Jennifer Nuzu, director of the Palpity Center at the University of Brown, said that the delay of bird flu reports is annoying because it is necessary to inform the public about an increasing position with many unknown elements. Quoting “insufficient data” and “high uncertainty”, the UK raised its evaluation of the risks posed by dairy outbreaks in the United States.
“The missing and delay data causes uncertainty,” Nuzu said. “It is also possible to make us interact in ways that lead to reverse results.”
Another study of the birds stipulated in January in MMWR on February 13, three weeks after expected. He revealed that three veterinarians in livestock suffered an infection without the knowledge of last year, based on the discovery of antibodies against the bird flu virus in its blood. One of the veterinarians worked in Georgia and South Carolina, and he has not reported the outbreak of dairy farms.
The study provides additional evidence that the United States does not discover cases sufficiently in cows and people. Nuzzo said it also highlights how data can provide reassuring news. Only three of 150 veterinarians in livestock had signs of previous infections, indicating that the virus does not spread easily from animals to people. More than 40 dairy dairy workers were wounded, but they generally had more sustainable contact with sick cattle and their virus milk more than veterinarians.
Instead, recent reports on forest fires in California and Hawaii were.
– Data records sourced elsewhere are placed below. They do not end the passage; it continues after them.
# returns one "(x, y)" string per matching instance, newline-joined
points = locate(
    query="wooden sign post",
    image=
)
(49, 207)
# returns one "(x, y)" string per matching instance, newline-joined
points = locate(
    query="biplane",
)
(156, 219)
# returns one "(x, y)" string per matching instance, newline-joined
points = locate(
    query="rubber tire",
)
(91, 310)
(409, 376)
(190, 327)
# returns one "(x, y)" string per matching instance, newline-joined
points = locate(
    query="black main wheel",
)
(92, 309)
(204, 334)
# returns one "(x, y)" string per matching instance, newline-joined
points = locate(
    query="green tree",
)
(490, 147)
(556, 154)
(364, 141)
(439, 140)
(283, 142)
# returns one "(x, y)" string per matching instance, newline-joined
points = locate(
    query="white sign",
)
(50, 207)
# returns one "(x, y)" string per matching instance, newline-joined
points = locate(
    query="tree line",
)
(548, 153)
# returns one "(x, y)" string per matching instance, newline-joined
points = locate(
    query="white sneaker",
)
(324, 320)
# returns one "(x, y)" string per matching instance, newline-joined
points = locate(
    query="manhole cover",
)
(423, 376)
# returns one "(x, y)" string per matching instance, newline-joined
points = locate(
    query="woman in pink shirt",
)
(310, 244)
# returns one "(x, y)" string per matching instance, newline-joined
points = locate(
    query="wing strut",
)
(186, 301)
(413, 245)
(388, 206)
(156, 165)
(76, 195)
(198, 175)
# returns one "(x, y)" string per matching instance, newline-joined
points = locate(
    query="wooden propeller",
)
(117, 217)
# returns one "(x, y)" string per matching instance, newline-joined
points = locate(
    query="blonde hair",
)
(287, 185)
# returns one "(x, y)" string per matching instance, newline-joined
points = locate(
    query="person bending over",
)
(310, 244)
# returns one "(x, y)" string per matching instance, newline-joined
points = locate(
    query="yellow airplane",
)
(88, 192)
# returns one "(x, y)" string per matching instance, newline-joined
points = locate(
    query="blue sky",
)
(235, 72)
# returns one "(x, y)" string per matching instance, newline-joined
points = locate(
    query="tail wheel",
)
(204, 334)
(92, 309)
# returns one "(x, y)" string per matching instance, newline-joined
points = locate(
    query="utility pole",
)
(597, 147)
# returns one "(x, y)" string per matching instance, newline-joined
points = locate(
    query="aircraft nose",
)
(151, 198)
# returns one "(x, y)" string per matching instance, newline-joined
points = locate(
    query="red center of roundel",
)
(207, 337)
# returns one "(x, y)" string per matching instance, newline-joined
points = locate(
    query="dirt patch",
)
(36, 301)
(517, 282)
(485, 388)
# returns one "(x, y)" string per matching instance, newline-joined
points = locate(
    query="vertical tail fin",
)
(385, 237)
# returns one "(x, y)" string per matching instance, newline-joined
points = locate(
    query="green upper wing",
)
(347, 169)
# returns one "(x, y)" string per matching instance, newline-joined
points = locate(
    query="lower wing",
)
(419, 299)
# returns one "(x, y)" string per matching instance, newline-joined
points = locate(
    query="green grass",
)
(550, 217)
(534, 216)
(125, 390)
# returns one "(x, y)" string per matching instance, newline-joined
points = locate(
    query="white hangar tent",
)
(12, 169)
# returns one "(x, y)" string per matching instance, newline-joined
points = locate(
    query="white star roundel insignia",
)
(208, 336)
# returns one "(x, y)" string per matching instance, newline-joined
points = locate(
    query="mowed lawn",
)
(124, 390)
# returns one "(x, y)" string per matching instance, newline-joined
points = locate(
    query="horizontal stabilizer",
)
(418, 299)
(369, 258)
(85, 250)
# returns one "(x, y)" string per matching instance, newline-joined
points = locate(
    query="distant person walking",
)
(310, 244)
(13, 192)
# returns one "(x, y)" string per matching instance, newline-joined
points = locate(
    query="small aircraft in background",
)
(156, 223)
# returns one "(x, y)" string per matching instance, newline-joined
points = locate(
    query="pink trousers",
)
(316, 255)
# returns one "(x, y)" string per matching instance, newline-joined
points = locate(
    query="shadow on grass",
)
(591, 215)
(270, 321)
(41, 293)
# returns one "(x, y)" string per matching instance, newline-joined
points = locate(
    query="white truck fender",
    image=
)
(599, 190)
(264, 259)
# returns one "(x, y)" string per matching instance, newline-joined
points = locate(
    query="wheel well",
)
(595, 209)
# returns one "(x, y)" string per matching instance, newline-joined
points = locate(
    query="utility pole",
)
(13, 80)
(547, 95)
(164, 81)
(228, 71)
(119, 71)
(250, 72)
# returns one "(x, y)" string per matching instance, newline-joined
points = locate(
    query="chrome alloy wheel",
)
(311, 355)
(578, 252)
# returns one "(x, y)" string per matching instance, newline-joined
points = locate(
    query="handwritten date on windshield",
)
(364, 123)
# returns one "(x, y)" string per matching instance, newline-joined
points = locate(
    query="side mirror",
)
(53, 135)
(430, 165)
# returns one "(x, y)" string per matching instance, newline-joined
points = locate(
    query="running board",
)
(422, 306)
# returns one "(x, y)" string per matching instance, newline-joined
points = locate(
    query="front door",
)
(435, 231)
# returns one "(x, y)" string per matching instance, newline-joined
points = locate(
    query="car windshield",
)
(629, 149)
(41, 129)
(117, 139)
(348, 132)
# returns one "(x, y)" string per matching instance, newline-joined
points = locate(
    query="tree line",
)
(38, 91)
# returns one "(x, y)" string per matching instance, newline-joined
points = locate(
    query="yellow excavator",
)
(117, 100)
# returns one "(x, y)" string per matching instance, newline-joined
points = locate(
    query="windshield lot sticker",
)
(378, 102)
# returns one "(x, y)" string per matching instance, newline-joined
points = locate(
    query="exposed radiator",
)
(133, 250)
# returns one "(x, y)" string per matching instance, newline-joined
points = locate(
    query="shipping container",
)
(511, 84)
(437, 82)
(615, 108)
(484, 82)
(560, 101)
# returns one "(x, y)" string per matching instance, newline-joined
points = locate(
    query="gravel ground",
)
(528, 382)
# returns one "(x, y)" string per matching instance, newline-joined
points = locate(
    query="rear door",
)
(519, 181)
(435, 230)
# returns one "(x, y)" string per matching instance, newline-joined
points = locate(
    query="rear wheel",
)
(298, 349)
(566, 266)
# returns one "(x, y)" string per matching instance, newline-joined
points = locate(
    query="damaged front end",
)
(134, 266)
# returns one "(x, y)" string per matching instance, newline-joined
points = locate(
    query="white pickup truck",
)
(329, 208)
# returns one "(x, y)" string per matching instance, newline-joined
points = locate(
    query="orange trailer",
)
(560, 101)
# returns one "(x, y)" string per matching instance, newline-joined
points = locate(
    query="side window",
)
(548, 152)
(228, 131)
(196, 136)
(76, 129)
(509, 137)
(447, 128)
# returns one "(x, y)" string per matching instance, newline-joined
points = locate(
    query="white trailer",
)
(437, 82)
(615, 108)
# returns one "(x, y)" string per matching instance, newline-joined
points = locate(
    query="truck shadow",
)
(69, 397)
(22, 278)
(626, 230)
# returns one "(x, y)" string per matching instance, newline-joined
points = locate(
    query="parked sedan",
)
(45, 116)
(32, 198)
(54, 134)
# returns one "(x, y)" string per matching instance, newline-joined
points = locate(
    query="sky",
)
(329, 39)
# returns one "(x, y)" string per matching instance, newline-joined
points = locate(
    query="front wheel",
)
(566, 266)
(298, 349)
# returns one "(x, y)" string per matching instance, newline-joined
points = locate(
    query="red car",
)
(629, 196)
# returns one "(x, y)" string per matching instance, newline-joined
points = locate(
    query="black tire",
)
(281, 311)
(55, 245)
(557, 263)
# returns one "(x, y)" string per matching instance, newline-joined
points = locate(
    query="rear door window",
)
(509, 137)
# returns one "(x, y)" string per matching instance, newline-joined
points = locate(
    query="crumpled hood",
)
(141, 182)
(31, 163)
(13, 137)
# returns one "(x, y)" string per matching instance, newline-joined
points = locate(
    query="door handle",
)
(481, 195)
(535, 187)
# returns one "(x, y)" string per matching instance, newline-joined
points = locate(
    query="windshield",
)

“Interesting but not sooner,” Nuzo said, given that acute emergency situations have ended. She said that the outbreak of bird flu is “an urgent health threat that we need updated information to know how to protect people.”
“The American public is in a greater danger when we do not have time information,” Shuchhat said.
This week, a federal judge ordered the Center for Disease Control and Other Health Agencies to “restore” data groups and web sites that the organization’s doctors have set in a lawsuit that it has been changed. Moreover, the judge ordered the agencies to “define any other resources that DFA members rely on to provide medical care” and restore them by February 14.
In their letter, members of the Consultative Committee asked their country to control diseases to investigate the lost data and delayed reports. Hardman, an expert in health policy expert at Minnesota, said the group did not know why data and scientific results were blocked. However, she added, “I am the responsibility of the director of the Disease Control Center, the President of HHS and the White House.”
Hardman said that the Trump administration has the authority to dissolve the advisory committee. She said that the group expects this to happen, but she followed its demands regardless.
She said: “We want to protect the accuracy of work in the Center for Disease Control because we are very concerned with public health.” “We are not here to be silent.”